TIBERIAS AND THE ROUTE TO NAZARETH.

TIBERIAS, perhaps, was only rebuilt by Herod,* on a spot previously memorable as the site of another city. The very fact that anterior to the founding of the city by Herod, "there were here many ancient sepulchres," affords reason to conclude that there must have been some motive for the burial of the dead at this place similar to that which suggests burial near Jerusalem, Safed, Meiron, and even Tiberias, where the tombs and sepulchres are erected near the walls. These sepulchres therefore indicated an ancient settlement before the time at which they were noticed by Herod, who founded the present town and named it Tiberias, after the Emperor, his friend and patron. That ancient city, as Jerome affirms, might have been Chinneroth. Tiberias was the principal city of the Jews in all matters appertaining to their literature; and men lived and died here who, had their studies been classic instead of Jewish, would have ranked high among the most learned of the world.
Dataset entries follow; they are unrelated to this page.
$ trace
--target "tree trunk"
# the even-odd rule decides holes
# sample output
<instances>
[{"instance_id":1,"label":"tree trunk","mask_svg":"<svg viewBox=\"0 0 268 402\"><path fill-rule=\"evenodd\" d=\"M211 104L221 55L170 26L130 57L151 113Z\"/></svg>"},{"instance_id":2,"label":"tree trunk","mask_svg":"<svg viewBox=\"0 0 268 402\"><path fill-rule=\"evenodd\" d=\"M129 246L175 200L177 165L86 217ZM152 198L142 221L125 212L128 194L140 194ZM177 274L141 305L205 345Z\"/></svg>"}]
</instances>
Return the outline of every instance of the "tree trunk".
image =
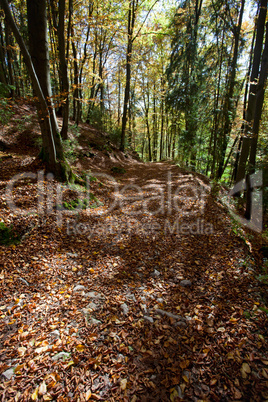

There are several still remaining whose knowledge of the Hebrew Scriptures is remarkable; but it has more intimate connexion with the mere readings and variations of the text than with the history of the nation or of its literature. Among one class of Jews in the town the custom described

*Herod Antipas, son of Herod the Great, and the one who took Herodias, "his brother Philip's wife" (Matt. xiv. 1). Josephus's Antiquities, xviii. 2. 3; Wars of the Jews, ii. 9. 1. He afterward suffered in consequence of a suggestion by Herodias, and died with his wife in exile at Lyons, in Gaul.